Non-Urban region led value growth for FMCG sector in FY 25: Bizom

Non-urban region continued to drive growth in FY26. As per data sourced from retail intelligence platform, Bizom, FMCG sector’s value growth was pegged at 6 per cent in FY26 led by non-urban regions.

Value growth of non-urban regions was pegged at 6.7 per cent, while urban regions was estimated at 4.9 per cent in FY26.

In comparison, the FMCG sector’s overall value growth was estimated at 9.5 per cent in FY25 by the platform.

Categories such as staples , dairy products and packaged food led the growth of the sector in FY26. While commodities (staples) segment garnered value growth of 12.6 per cent, dairy segment’s growth was pegged at 12 per cent.

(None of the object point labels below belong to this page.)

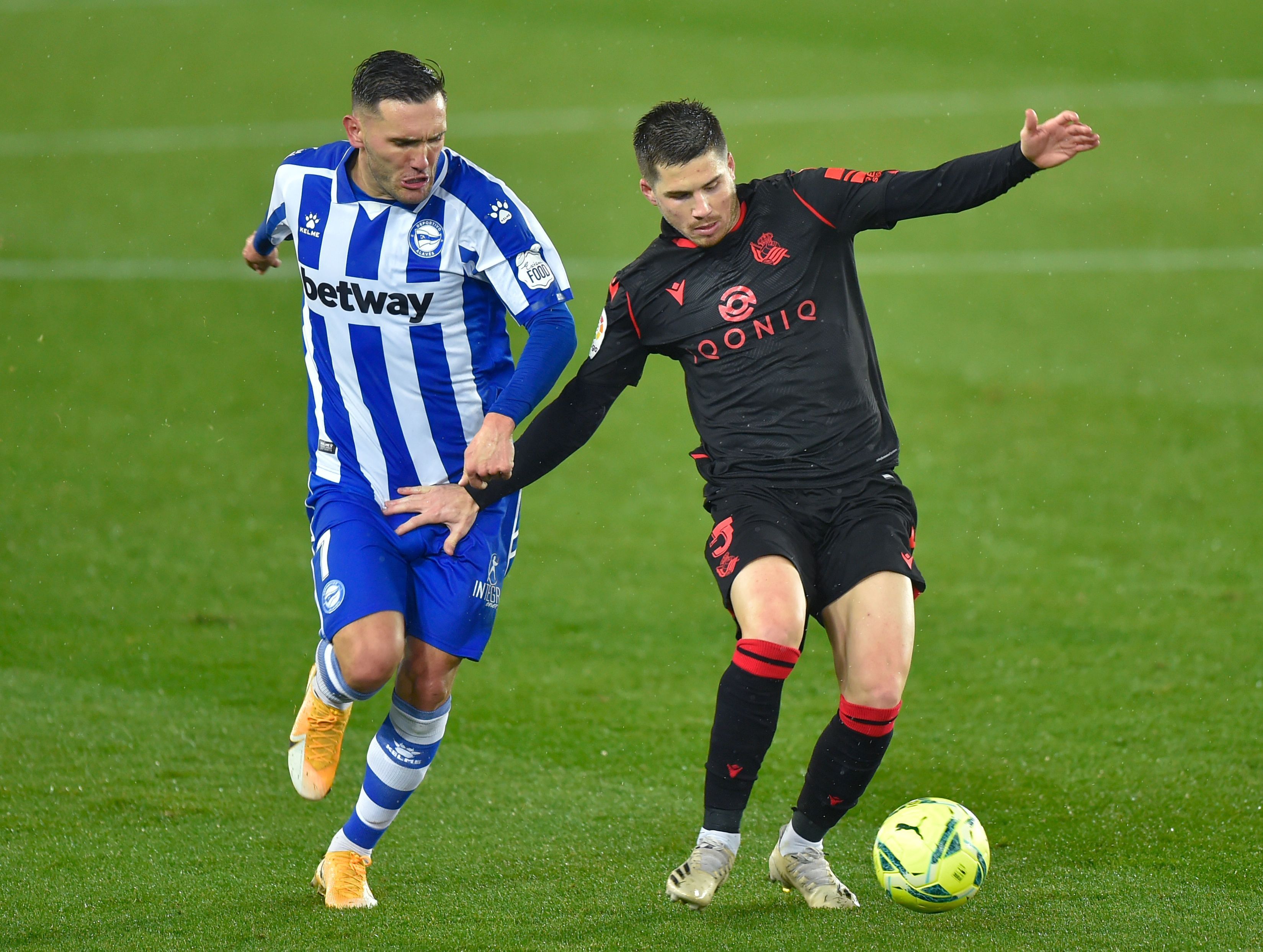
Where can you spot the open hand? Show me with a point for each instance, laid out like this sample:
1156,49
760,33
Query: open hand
489,456
1060,139
257,262
436,505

Packaged food segment’s value growth stood at 7.1 per cent and personal care segment’s value growth was pegged at 4.7 per cent.

Value growth of beverages and chocolates & confectioneries was in the range of 3.4 per cent -3.2 per cent. However, home care segment witnessed marginal decline in growth.



“Consumption trends in FY26 indicate a normalization phase rather than a broad-based recovery. While staples and dairy continue to show strong, stable growth, segments like personal care have improved year-on-year, indicating resilience in non-essential spending,” said Harshit Bora, Head of Analytics at Bizom.

“However, overall growth remains lower than FY25 and uneven across categories, with segments such as chocolates and confectionery still under pressure. The market is transitioning into a phase of selective, category-specific growth driven by evolving consumer priorities and value consciousness,” he added.

In terms of March quarter alone, Bizom estimated the FMCG sector’s value growth at 3.6 per cent led by non-urban regions (5 per cent value growth). Urban region’s FMCG value growth was pegged at 1.2 per cent. Categories such as packaged foods, dairy products and beverages led the sector’s growth in the March quarter.

Some FMCG firms in their earning preview have stated that they saw improvement in volume growth during the March quarter and rural demand remained resilient. However, consumer product companies are witnessing challenges of rising raw material costs due to the West Asia conflict.